Wednesday, August 12, 2009

Rope-a-dope, health reform edition

Back during the spring of 2008, Obama was getting some heat for not standing up stronger to the Clinton campaign, which was mocking him mercilessly and raking up wins in key states like Pennsylvania and Ohio. Obama didn't change his strategy and he didn't get flustered. He stayed relatively positive, knowing that he had enough delegates to prevail in the nomination race.

In September of 2008, Obama was again getting heat for not being tougher on McCain, who was suddenly tied with Obama in the polls. Again, Obama didn't change his strategy and he didn't get flustered. He knew that McCain's poll strength was based on a post-convention bump and would likely subside, which it did.

I think the same sort of thing is going on today. There's a certain mentality among political types that you have to win the media cycle every day. That certainly seemed to be the mindset among the Clinton folks in the 90s, and they got pretty good at it. Obama seems to think that's not necessarily the way things have to go. As Obama said at his June press conference, "I know everybody here is on a 24-hour news cycle. I'm not. OK?" In other words, you don't have to win every battle to prevail in the war.

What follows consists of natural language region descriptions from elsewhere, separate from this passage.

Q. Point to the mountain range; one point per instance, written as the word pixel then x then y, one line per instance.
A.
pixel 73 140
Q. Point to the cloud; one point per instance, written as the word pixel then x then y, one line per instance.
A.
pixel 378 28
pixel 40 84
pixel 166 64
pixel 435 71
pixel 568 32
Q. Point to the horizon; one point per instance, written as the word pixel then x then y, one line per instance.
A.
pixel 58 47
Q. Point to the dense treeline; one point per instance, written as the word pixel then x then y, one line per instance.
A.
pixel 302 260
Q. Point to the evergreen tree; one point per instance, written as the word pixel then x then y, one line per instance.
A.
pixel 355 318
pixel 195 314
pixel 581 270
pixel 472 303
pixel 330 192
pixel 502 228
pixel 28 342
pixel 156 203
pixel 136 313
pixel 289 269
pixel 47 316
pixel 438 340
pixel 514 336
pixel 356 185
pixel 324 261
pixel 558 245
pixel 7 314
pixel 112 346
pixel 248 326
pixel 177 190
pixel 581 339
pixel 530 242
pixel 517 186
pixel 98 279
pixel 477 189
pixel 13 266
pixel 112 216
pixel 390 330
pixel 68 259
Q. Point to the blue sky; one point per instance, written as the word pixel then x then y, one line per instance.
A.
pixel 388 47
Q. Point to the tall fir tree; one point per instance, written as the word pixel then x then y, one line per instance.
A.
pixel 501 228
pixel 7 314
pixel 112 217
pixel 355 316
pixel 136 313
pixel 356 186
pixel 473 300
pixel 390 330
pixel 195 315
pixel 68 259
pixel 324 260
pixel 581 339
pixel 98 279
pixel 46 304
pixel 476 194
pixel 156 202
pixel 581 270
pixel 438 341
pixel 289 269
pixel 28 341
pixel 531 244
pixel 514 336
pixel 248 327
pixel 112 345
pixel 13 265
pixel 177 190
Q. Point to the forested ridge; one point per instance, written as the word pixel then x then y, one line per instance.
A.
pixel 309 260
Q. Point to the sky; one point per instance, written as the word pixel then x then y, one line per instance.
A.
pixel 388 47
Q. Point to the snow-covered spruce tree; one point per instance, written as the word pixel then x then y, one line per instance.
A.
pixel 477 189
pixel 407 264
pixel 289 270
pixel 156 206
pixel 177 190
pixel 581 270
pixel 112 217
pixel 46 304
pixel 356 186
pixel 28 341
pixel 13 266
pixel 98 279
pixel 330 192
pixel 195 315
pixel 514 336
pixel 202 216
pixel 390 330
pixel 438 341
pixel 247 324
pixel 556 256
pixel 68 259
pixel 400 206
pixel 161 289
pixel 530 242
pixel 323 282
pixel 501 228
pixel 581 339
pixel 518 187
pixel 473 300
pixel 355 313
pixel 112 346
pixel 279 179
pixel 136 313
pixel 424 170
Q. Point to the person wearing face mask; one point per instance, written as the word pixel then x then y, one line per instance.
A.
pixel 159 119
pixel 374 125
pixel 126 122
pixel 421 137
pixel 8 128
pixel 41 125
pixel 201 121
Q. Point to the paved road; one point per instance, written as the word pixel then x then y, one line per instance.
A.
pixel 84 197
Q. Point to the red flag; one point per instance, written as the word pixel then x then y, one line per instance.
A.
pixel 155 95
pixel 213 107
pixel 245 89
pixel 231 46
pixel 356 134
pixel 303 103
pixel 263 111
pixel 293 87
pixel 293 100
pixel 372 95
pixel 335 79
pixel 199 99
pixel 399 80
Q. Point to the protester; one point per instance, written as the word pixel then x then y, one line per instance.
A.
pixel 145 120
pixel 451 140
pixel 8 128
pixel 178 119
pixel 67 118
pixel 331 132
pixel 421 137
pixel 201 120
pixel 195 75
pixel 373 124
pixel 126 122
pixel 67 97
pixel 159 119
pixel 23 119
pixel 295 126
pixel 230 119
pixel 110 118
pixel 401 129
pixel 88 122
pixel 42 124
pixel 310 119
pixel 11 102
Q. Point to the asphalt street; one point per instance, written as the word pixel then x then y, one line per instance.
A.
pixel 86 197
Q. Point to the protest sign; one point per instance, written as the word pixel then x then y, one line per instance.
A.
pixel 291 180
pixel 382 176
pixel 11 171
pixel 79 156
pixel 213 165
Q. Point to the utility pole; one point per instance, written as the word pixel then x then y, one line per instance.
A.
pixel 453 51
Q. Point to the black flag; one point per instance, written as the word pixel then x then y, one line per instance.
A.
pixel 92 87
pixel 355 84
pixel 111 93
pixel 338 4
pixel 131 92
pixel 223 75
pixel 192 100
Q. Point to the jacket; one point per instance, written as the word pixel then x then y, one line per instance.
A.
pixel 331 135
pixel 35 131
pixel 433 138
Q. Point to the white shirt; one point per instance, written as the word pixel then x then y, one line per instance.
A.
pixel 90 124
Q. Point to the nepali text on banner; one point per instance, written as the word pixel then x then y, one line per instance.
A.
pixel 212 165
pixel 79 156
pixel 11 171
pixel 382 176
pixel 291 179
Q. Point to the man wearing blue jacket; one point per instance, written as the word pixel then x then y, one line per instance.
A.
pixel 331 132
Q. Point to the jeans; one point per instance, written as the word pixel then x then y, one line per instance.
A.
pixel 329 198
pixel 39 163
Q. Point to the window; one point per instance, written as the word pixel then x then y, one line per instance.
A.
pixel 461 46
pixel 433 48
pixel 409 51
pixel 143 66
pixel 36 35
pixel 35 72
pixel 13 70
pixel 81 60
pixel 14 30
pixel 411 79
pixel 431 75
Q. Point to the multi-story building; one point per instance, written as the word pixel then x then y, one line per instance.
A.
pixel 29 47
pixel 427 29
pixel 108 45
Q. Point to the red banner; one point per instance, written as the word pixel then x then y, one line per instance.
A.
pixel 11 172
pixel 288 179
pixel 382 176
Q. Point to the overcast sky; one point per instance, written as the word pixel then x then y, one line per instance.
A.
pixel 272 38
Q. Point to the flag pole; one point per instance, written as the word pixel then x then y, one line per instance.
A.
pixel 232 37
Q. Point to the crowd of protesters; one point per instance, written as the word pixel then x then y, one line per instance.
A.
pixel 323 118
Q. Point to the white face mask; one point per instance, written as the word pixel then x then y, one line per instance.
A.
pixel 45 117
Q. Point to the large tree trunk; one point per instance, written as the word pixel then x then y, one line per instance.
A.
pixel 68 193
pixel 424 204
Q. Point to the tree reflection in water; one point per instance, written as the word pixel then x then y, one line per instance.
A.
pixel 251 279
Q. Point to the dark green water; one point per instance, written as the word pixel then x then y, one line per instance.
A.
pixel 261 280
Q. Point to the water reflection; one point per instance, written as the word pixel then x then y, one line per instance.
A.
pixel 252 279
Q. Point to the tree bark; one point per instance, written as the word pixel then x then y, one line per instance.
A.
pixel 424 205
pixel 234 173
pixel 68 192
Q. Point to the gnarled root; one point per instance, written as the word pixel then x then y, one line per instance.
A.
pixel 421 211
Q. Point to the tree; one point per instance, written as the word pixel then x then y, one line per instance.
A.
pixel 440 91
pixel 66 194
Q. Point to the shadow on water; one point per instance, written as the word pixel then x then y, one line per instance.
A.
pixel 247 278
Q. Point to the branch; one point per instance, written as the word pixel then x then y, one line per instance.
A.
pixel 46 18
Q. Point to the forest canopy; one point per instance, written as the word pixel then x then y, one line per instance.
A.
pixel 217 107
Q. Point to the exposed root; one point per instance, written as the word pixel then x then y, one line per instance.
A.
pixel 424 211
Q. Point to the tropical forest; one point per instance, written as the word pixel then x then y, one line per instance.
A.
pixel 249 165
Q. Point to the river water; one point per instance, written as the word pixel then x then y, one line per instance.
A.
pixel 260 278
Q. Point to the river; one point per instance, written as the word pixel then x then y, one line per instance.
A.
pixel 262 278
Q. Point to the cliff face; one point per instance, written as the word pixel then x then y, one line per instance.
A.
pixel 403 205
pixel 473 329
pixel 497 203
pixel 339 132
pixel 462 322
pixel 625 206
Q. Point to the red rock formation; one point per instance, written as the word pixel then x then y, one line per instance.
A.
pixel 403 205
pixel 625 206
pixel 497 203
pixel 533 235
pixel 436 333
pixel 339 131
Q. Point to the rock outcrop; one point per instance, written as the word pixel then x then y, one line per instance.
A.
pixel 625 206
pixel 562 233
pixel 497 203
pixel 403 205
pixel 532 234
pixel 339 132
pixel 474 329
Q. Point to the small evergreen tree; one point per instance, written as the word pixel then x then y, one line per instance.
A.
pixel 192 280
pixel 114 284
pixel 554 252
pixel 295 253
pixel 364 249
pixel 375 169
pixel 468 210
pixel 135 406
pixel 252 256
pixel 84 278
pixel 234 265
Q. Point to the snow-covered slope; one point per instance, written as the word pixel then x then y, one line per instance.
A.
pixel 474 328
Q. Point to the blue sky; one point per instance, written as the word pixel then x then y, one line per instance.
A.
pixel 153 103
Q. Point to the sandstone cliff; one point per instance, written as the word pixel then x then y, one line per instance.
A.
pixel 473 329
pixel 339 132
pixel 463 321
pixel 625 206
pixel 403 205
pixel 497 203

You can really see this at work in the debate over health care reform. It seemed for a while that Obama had lost control of the debate. Opponents of health reform were saying all sorts of horrendous things about Obama's plans, none of which were being strongly countered by the White House. But that doesn't necessarily spell defeat for Obama's plans. After all, health reform is not being decided by a one-day initiative vote. It's being hammered out by members of Congress (and may end up being formulated largely in a reconciliation committee) in a process that is somewhat removed from public opinion.

And what has happened over the past few weeks? The group opposing health reform has begun to appear crazier and crazier, identified mainly by the guns and swastikas that the more extreme members are bringing to town hall meetings. Members of Congress are now getting favorable press for standing down the mob. And to the extent that those opposing health reform are an organized movement, Sarah Palin is increasingly identified as their leader, thanks to her "death panel" comments. (Now, I know Palin has at least one fan among this blog's readership, so I won't belabor this point. But suffice it to say that she doesn't have the best reputation in American politics right now, and if she is perceived as the leader of your movement, your movement has an image problem.)

And then Obama swoops in and sounds like the sensible centrist, getting press like this:
[Obama] took issue with critics who he said had distorted the debate to stoke fears that health changes will include “death panels that will basically pull the plug on Grandma.” That charge, which has been widely disseminated, has no basis in any of the provisions of the legislative proposals under consideration in Congress.
It's still early, but it's starting to look like Obama managed to get his opponents to reduce themselves to an unhinged, violent cartoon while making himself look more reasonable precisely by not engaging them and trying to win every news cycle.